Ideologies as a percent of the Electorate
1976 1980 1984 1988 1992 1996 2000 2004
Lib 20 17 16 18 21 19 20 21
Mod 49 46 42 45 49 47 50 45
Con 31 28 33 33 30 34 29 34
Since 1976, the number of self-identifying liberals and the number of self-identifying conservatives as a percentage of electorate has not changed significantly. In fact, the 12.5% gap of the eight-cycle average, 19% liberal and 31.5% conservative, is almost identical to the 13% 2004 gap of 34%-21%. However, during the same time when there was very little shift among ideological self-identification, there was an enormous shift in partisan self-identification:
Party ID as a percent of the Electorate
1976 1980 1984 1988 1992 1996 2000 2004
Dem 37 43 38 37 38 40 39 37
Ind 41 23 26 26 27 22 26 26
Rep 22 28 35 35 35 35 35 37
In 1976 and 1980, Democrats held a 15-point edge in partisan self-identification over Republicans. However, starting in 1984, that gap was almost entirely erased, and the margin remained nearly static at anywhere from even to a five point Democratic edge. The 1980-1988 shift, which also registered in the partisan index as the south became much more pro-RNC and the north and west became more pro-DNC, occurred at exactly the same moment when liberals began to vote in far greater numbers for the Democratic nominee, and conservatives began to vote in far greater numbers for the Republican nominee:
Democratic Share of Ideological Vote
1976 1980 1984 1988 1992 1996 2000 2004
Lib 74 60 71 82 68 81 81 85
Mod 53 43 46 51 48 57 53 54
Con 30 23 18 19 18 20 17 15
Republican Share of Ideological Vote
1976 1980 1984 1988 1992 1996 2000 2004
Lib 26 28 29 18 14 12 13 13
Mod 47 49 54 49 31 33 45 45
Con 70 73 82 81 64 72 82 84
In 1976, Carter received 30% of the conservative vote, and Ford received 26% of the liberal vote. However, by 1988, Dukakis received only 19% of the conservative vote, while Bush received only 18% of the liberal vote. This occurred at exactly the same moment when Republicans virtually erased the partisan self-identification gap, and when Democrats began voting for their nominee in much larger percentages than they had in the past:
Democratic Share of Party ID Vote
1976 1980 1984 1988 1992 1996 2000 2004
Dem 80 67 74 83 77 85 87 89
Ind 48 31 36 43 38 44 46 49
Rep 11 11 7 8 10 13 8 6
Republican Share of Party ID Vote
1976 1980 1984 1988 1992 1996 2000 2004
Dem 20 27 26 17 10 10 11 11
Ind 52 56 64 57 32 37 48 48
Rep 89 85 93 92 73 81 91 93
These tables, combined with the partisan index and state-by-state breakdown of liberals and conservatives, provide significant evidence for the following coalition shift narrative:Carter was able to receive a large share of the conservative vote in 1976 and 1980 because at that time there were still a large number of conservative Democrats who primarily resided in the south. However, the conservative south shifted to pro-RNC partisan index at the same time that Democrats stopped receiving a significant portion of the conservative vote and at the same time that the gap between Republicans and Democrats in partisan self-identification almost disappeared.

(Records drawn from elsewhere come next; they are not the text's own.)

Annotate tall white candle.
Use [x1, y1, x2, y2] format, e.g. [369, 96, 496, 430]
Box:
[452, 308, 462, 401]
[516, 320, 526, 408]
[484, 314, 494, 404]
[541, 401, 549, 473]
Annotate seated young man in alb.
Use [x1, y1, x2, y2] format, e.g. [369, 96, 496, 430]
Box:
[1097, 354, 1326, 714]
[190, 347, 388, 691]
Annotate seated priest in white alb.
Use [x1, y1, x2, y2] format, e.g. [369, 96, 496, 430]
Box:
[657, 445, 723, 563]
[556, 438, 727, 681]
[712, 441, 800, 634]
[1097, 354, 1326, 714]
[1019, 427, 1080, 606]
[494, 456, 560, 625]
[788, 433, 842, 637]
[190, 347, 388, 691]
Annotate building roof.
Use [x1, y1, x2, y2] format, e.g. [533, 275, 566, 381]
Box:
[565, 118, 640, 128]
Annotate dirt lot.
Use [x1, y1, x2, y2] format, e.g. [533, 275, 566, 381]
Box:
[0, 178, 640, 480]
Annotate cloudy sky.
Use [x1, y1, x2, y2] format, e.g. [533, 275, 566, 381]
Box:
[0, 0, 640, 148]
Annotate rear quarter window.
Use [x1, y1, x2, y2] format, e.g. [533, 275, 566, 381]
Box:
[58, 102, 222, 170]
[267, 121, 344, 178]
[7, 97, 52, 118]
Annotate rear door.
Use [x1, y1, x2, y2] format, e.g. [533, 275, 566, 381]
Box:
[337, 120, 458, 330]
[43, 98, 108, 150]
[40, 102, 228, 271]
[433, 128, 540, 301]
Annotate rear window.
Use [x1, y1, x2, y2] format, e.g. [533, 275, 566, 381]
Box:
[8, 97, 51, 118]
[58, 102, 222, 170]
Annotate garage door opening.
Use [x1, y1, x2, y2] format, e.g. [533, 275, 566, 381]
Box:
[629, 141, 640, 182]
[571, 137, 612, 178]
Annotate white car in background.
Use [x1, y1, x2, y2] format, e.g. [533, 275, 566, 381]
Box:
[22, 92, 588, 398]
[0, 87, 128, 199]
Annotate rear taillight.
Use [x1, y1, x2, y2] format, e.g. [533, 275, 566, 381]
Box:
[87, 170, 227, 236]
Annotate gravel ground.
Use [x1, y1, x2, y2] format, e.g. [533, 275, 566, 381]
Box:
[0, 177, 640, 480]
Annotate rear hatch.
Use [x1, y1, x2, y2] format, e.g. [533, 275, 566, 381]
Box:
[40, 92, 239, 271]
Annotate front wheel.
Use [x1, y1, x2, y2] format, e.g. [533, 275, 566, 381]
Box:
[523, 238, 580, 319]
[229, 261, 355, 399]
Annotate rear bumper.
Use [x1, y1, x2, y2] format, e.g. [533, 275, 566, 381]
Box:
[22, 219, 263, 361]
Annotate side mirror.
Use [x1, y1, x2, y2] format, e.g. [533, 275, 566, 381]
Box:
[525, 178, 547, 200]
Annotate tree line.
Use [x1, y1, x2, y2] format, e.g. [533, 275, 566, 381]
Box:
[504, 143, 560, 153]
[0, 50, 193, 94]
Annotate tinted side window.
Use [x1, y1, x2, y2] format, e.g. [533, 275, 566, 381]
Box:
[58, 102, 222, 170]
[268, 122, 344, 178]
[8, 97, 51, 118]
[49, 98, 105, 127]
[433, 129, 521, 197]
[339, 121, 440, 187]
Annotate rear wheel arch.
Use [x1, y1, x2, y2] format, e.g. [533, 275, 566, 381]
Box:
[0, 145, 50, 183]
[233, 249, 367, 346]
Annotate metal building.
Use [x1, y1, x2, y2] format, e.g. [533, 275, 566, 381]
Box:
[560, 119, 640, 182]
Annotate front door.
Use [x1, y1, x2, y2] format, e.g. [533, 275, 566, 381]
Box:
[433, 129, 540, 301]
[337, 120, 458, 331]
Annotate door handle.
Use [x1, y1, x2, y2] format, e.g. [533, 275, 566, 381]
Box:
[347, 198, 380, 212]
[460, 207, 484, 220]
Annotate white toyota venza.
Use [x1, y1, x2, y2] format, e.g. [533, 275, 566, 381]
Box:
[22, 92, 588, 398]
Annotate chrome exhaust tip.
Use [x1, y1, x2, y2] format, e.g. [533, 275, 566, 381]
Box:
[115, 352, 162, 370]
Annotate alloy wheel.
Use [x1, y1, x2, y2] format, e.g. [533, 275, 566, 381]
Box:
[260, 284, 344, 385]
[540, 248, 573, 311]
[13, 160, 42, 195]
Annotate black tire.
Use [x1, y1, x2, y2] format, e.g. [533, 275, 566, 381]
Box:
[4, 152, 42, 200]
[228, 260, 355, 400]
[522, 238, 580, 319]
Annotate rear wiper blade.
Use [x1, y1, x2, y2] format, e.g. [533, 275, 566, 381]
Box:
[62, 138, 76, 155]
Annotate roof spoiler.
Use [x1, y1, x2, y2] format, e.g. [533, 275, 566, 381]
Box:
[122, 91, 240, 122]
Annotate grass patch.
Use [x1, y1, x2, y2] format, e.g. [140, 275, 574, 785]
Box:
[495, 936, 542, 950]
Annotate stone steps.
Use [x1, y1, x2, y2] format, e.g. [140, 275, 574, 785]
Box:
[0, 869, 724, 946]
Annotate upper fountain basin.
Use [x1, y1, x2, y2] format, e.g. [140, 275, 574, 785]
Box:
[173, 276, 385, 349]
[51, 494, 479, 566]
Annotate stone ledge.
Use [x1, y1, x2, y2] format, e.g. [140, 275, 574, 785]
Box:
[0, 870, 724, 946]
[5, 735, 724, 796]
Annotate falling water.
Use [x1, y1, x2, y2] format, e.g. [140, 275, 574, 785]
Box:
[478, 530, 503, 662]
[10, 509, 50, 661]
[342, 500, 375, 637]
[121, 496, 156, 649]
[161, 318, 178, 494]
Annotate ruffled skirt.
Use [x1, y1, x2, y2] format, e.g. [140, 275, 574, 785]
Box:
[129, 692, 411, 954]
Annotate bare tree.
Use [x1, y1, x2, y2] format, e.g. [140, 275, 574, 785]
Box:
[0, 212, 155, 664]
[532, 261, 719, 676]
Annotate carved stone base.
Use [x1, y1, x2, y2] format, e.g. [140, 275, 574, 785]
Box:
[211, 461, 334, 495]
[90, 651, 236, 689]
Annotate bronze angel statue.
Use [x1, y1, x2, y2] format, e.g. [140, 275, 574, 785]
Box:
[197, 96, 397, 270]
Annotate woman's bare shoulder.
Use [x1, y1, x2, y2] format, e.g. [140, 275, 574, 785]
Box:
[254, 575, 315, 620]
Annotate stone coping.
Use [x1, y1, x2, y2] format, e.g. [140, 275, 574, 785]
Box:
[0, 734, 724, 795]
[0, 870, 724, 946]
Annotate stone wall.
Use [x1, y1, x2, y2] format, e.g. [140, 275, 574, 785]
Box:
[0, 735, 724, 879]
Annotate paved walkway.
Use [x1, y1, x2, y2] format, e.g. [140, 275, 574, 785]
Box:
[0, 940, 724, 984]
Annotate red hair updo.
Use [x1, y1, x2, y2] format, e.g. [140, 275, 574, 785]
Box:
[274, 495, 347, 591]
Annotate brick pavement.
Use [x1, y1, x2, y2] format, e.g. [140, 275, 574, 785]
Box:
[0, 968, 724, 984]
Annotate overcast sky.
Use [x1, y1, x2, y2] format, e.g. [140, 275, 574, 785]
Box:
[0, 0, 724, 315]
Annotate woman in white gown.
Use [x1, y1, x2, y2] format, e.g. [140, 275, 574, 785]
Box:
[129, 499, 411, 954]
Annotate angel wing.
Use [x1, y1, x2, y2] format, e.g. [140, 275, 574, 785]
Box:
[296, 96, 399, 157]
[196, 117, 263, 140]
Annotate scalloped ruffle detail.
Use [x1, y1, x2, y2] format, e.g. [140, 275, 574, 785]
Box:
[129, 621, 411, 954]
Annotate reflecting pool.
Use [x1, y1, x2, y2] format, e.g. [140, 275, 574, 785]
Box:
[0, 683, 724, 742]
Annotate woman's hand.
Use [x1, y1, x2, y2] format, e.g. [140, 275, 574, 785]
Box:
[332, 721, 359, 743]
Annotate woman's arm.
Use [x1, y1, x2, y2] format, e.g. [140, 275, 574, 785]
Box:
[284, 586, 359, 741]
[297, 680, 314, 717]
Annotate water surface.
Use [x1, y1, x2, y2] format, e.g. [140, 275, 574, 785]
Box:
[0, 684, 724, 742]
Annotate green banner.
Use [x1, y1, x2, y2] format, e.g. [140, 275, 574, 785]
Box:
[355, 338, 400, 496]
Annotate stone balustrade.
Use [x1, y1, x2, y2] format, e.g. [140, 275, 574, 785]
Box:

In the early 1980's, large numbers of conservative southerners stopped identifying as Democrats for regional and / ethnic reasons, and began identifying with Republicans for ideological reasons. The resulting conservative domination of the Republican Party, already a frustration for liberal Republicans like John Anderson, led to a large defection of liberals away from the Republican starting in 1988. After receiving 26% or more of the liberal vote from 1976-1984, Republicans only managed 18% in 1988, and have never surpassed 14% since that time.
In other words, the conservative southern shift into an ideological coalition only slightly preceded the non-southern liberal shift into an ideological coalition. The two coalitions, which had been primarily ideological for several decades, became almost entirely ideological as 85% of liberals and conservatives now vote for the coalition that supports their ideology. In 1976, that number was around 70%. Half of the non-ideological partisans abandoned their party, and because there are more conservatives than liberals, Republicans benefited greatly from such a shift.
We are living an ideological age. We need to recognize this, and be willing to fight an ideological war. If liberals remain significantly outnumbered by conservatives, Republicans will remain the "natural" ruling party for two generations.